Quatre indicateurs à surveiller en 1999
L'indice de confiance des directeurs d'achat: 45,1 en Décembre 1998.
Quand l'indice NAPM (National Association of Purchasing Managers) descend en dessous de 50, la production industrielle diminue. En dessous de 43,6, l'économie entre en récession. L'indice NAPM qui approchait 58 en 1997, se rapproche d'une zone dangereuse.

Les dépenses de construction: +0,9% en novembre 1998.
La confiance des consommateurs ne se dément pas. Au total, sur les onze premiers mois de 1998, les dépenses de constructions de logement ont augmenté de 12%. Les ventes de logements existants étaient par ailleurs en hausse de 2,7% en novembre et de 11,6% par rapport à l'année précédente.

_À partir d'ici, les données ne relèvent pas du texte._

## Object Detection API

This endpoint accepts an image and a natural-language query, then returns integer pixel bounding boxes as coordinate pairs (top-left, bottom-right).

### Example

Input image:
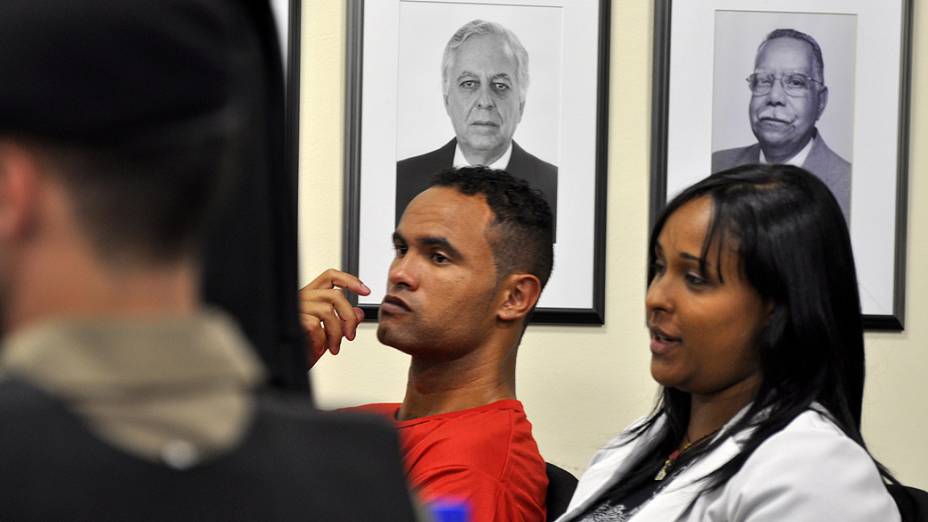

La surévaluation de la Bourse: 14,6% le 5 janvier 1999.
Pour savoir si la Bourse est surévaluée, la Fed compare le cours des actions avec les prévisions de bénéfices des analystes financiers et le taux d'intérêt des obligations. La hausse de la Bourse conjuguée à la récente remontée des taux d'intérêt obligataires a accru sa surévaluation.

Souscriptions de fonds en actions: 160 milliards de dollars en 1998.
La confiance des épargnants dans la Bourse américaine est nécessaire pour maintenir son niveau élevé. Malgré la crise financière, les Américains ont acheté plus de 160 milliards de dollars de fonds de fonds d'investissements à Wall Street en 1998.